Environ 300 personnes se sont rassemblées, mercredi 13 mai, à Gentilly (Val-de-Marne), devant l’hôpital pédopsychiatrique public Fondation Vallée, à l’appel de la Confédération générale du travail (CGT). Ce rassemblement visait à dénoncer la suspension d’activité ordonnée par l’Agence régionale de santé (ARS) d’Ile-de-France concernant quatre unités d’hospitalisation. Le rapport d’inspection définitif, publié le 6 mai par l’ARS, évoque des pratiques d’enfermement d’enfants et un recours à l’isolement jugé « usuel et banalisé », avec une traçabilité jugée « insuffisante ».

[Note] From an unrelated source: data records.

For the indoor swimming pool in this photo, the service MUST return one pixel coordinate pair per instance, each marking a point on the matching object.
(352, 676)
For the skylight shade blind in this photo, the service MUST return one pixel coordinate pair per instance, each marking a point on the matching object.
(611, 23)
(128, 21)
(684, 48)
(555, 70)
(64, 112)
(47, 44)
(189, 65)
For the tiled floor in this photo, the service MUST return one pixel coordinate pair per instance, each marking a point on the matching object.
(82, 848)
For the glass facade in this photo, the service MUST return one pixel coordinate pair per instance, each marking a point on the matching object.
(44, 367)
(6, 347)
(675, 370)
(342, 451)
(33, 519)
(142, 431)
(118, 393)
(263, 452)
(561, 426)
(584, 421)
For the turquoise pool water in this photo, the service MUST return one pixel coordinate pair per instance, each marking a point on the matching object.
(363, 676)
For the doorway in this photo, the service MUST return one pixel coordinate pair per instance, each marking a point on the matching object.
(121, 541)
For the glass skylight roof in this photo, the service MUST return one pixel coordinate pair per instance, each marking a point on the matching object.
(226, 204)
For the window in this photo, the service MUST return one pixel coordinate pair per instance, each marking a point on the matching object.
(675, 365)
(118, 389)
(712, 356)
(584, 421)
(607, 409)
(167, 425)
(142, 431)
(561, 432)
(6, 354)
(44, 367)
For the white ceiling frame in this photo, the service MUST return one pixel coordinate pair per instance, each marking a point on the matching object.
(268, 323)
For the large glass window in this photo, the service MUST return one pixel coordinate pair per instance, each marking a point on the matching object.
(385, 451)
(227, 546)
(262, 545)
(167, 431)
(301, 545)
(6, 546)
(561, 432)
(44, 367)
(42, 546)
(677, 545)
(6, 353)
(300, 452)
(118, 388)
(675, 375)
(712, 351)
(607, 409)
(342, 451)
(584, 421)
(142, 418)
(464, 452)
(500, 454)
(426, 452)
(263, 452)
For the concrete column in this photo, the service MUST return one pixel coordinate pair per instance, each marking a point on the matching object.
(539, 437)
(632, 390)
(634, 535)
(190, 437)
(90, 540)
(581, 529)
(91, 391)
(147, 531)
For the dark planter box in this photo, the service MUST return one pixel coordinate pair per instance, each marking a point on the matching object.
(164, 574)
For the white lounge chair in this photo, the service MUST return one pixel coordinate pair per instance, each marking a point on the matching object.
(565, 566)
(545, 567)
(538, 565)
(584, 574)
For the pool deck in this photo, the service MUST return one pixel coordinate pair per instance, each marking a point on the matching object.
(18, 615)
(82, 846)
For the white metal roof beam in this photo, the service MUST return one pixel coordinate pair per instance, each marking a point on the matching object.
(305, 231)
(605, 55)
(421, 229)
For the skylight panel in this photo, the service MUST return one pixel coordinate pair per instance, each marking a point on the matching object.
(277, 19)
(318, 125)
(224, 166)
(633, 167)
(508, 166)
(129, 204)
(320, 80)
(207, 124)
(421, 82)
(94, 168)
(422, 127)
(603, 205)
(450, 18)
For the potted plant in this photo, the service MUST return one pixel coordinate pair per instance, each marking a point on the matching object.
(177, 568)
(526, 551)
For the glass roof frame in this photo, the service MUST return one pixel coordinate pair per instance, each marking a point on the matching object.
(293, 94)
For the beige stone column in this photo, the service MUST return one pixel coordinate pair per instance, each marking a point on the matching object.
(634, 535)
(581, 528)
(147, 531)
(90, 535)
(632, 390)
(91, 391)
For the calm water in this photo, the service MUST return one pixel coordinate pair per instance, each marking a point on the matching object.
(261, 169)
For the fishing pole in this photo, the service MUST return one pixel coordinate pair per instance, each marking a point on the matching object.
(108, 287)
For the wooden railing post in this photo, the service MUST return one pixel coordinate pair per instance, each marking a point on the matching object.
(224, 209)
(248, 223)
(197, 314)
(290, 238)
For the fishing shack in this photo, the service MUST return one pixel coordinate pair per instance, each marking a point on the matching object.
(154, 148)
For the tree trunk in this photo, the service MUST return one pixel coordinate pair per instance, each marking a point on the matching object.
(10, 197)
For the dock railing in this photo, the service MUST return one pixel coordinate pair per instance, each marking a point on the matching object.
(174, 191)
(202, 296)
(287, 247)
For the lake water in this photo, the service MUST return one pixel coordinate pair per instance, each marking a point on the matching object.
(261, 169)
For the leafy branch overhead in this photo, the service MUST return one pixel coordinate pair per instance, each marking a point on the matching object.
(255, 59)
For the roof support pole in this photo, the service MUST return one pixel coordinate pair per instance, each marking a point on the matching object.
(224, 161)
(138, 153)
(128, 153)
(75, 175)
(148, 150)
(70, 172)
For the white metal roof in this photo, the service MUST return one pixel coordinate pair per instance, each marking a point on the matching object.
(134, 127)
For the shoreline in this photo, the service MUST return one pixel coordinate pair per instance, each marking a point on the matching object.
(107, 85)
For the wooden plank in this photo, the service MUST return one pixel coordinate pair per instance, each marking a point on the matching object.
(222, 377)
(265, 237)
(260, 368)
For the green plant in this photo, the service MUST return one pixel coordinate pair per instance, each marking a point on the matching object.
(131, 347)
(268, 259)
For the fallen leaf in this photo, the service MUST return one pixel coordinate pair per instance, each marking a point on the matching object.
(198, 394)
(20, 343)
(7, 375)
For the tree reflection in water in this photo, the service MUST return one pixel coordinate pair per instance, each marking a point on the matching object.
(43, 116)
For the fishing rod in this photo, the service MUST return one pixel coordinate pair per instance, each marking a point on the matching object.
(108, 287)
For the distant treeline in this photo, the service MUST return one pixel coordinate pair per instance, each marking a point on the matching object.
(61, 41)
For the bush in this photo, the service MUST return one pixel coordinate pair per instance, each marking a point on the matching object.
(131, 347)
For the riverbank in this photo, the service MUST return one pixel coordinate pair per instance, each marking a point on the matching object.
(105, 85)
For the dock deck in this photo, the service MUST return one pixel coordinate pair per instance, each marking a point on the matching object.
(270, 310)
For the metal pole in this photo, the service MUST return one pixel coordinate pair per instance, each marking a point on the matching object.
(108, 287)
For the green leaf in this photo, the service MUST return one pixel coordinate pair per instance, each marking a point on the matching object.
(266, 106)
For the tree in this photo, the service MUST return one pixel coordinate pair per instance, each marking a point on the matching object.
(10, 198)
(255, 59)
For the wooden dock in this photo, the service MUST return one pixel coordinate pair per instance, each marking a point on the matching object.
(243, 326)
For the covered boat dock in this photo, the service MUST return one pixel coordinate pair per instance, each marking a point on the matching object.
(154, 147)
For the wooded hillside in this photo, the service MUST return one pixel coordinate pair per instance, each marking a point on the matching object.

Cette décision fait suite à une première mission d’inspection inopinée de l’ARS, réalisée en novembre, qui a conduit à la fermeture des services d’hospitalisation à temps complet le 27 février. Les 15 enfants et adolescents encore hospitalisés en février ont reçu des propositions de prise en charge « adaptées », selon l’ARS.
Pour Estelle Habigand, secrétaire CGT de la Fondation Vallée, le rapport de l’ARS est « truffé d’erreurs et d’incohérences ». Elle déplore que le document « mélange constamment [les] situations de protection avec l’idée d’un enfermement arbitraire ». Lors du rassemblement, elle a contesté « la brutalité et la disproportion des décisions prises », en présence de professionnels de santé, de représentants syndicaux et d’élus de gauche.
La CGT du Val-de-Marne a également affirmé qu’un adolescent de 13 ans avait été placé à l’isolement dans une chambre de soins intensifs du service de psychiatrie pour adultes des Hôpitaux Paris Est Val-de-Marne (HPEVM), à Saint-Maurice, imputant cette situation à la suppression de l’offre de soins à Gentilly. Les HEPVM n’ont pas confirmé cette information, invoquant « le secret médical ».
La CGT a demandé en avril à rencontrer l’ARS et a formulé un recours hiérarchique auprès de la ministre de la santé, Stéphanie Rist. Elle exige « la réouverture des 60 lits de pédopsychiatrie fermés unilatéralement » à Gentilly d’ici fin juin, ainsi que « la réintégration du personnel dispatché sur l’hôpital Paul-Guiraud ».
Plusieurs élus ont estimé que la décision de l’ARS s’inscrivait dans un mouvement de défiance envers la psychiatrie publique. La députée (La France insoumise) et éducatrice spécialisée en pédopsychiatrie Elise Leboucher a déclaré que « les groupes privés se jettent sur la psychiatrie, qui est en train de devenir un marché lucratif pour eux, et encore plus la pédopsychiatrie ». Elle a également souligné que la psychiatrie est attaquée par des lobbies d’une vision neuro-développementiste.